1.2k Views Asked by At

There is a JSON file with Kannada letters in it. Info.json

{
  "name":"",
  "url":"",
  "desc":"ಹಾಡುಗಳನ್ನು ಈಗ ಆನಂದಿಸಿ."
}

If i try to read this file without encoding like

with open('info.json', 'r')

I get Error: 'charmap' codec can't decode byte 0x8d in position 38: character maps to <undefined>

If I use UTF-8 like with open('info.json', 'r', encoding='utf-8')

only the Kannada Content is converted into Escape Unicode Entities like \u0c85\u0ca4\u0ccd\u0ca4\u0cb2\u0cbf\u0ca4\u0ccd\u0ca4

As this is a string I am finding problem in converting this back to actual Kannada Characters.

I tried using various types of decoding like...

str(infoObj['desc'], "utf-8"),
infoObj['desc'].decode('unicode-escape')

Did a lot of research for 5 hours without any success.

Seeking assistance as to how i can get back Kannada Text.

Thanks in advance.

2

There are 2 best solutions below

0
On

it worked for me when I added errors='ignore' along with utf8 encoding...

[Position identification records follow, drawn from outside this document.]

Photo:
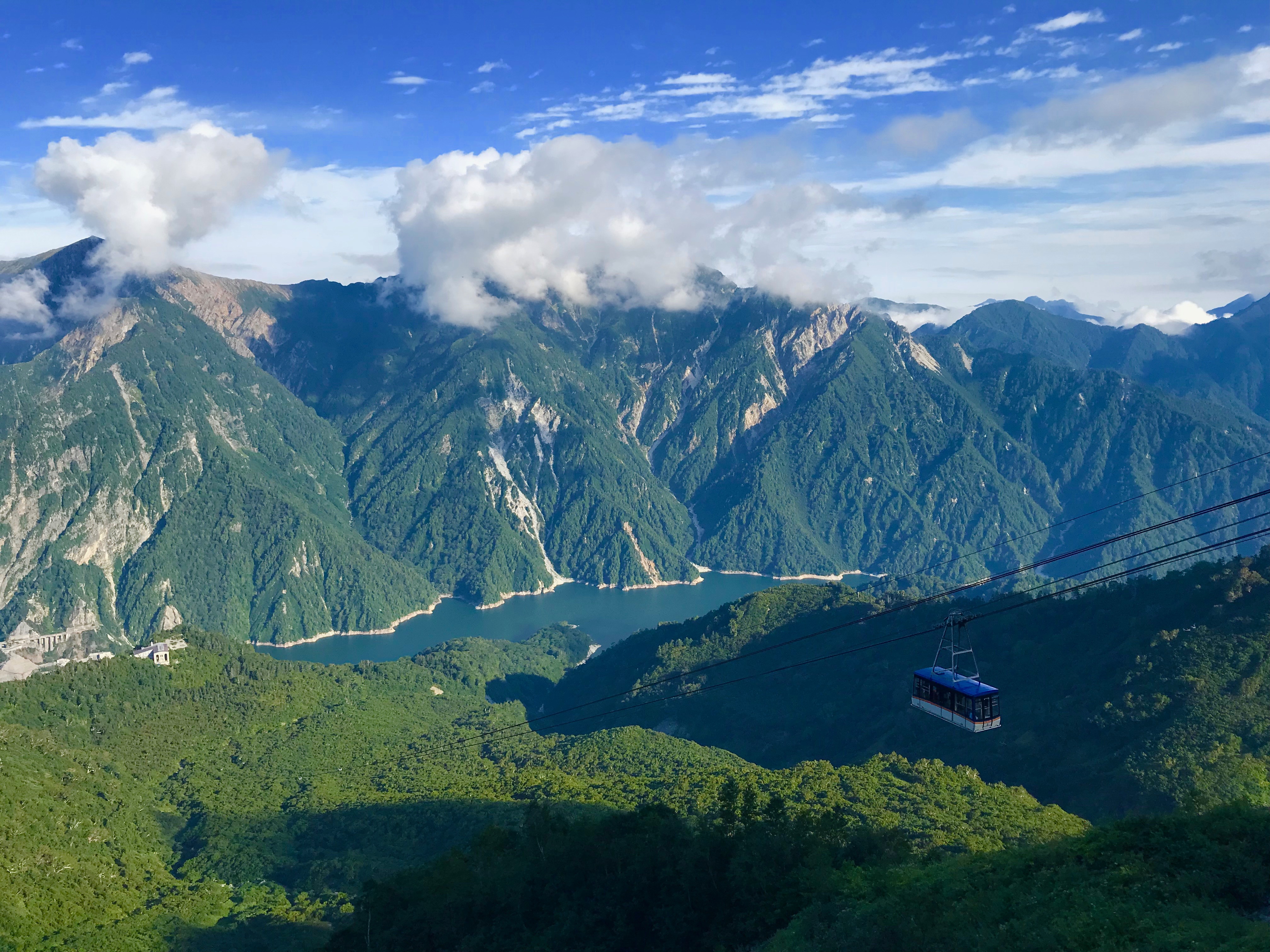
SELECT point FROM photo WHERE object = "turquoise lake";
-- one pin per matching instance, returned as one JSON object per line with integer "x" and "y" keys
{"x": 606, "y": 615}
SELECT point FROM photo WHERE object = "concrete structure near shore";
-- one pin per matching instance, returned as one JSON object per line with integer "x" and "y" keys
{"x": 161, "y": 652}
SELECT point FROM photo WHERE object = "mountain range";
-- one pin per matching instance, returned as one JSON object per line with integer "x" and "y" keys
{"x": 284, "y": 461}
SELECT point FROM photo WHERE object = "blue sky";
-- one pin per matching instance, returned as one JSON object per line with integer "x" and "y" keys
{"x": 976, "y": 133}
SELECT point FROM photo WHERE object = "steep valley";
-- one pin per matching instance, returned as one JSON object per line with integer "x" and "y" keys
{"x": 403, "y": 457}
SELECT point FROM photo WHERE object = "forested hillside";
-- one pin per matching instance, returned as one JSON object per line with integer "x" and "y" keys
{"x": 611, "y": 446}
{"x": 1142, "y": 696}
{"x": 145, "y": 804}
{"x": 651, "y": 880}
{"x": 152, "y": 475}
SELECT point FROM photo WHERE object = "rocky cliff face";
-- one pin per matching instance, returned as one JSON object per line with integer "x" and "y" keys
{"x": 284, "y": 461}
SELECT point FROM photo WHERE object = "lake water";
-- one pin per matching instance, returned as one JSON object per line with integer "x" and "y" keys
{"x": 606, "y": 615}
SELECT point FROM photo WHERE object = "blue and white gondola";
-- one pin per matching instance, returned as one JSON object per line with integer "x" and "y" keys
{"x": 950, "y": 691}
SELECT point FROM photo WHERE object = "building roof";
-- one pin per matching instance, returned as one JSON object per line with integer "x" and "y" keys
{"x": 964, "y": 686}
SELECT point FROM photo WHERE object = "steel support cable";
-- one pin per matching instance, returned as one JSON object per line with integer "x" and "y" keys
{"x": 915, "y": 604}
{"x": 525, "y": 729}
{"x": 1063, "y": 522}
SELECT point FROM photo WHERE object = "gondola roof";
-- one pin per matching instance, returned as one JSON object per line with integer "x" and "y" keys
{"x": 966, "y": 686}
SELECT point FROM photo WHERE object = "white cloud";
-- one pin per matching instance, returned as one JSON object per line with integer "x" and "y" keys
{"x": 696, "y": 84}
{"x": 157, "y": 110}
{"x": 110, "y": 89}
{"x": 1067, "y": 21}
{"x": 22, "y": 299}
{"x": 1175, "y": 320}
{"x": 600, "y": 221}
{"x": 1171, "y": 120}
{"x": 809, "y": 94}
{"x": 148, "y": 200}
{"x": 1246, "y": 269}
{"x": 914, "y": 135}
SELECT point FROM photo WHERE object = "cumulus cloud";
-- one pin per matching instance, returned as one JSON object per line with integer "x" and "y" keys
{"x": 599, "y": 221}
{"x": 148, "y": 200}
{"x": 1067, "y": 21}
{"x": 1175, "y": 320}
{"x": 22, "y": 300}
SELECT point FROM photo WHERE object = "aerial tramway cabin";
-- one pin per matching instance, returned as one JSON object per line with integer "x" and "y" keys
{"x": 954, "y": 692}
{"x": 964, "y": 702}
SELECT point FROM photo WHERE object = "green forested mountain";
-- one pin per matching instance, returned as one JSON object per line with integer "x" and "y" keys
{"x": 1145, "y": 696}
{"x": 615, "y": 447}
{"x": 153, "y": 475}
{"x": 234, "y": 802}
{"x": 1100, "y": 705}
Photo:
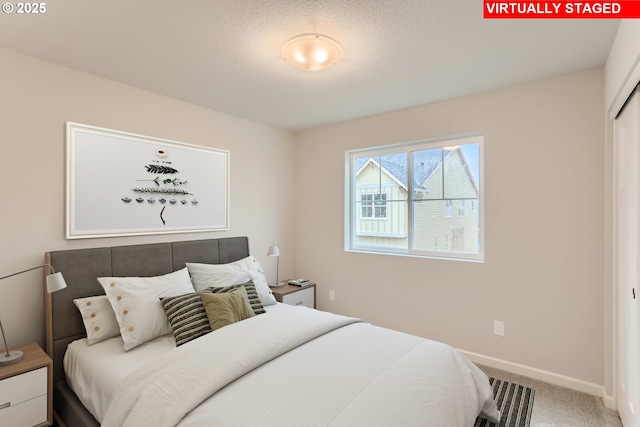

with open('info.json', 'r', encoding='utf8', errors='ignore')
0
On

If I use UTF-8 like with open('info.json', 'r', encoding='utf-8')

only the Kannada Content is converted into Escape Unicode Entities like \u0c85\u0ca4\u0ccd\u0ca4\u0cb2\u0cbf\u0ca4\u0ccd\u0ca4

No it is not.

The Kannada content is correctly interpreted as a Python string containing the Kannada letters. Simply, depending of the way you are trying to display a non ascii string, some characters may be displayed with their unicode values, may disappear or may be replaced with an other special replacement character.

And Python makes no difference between a character and its representation:

>>> "\x41\x62" == "Ab"
True

So you may have a problem in displaying Kannada letters, but not in correctly decoding the json file.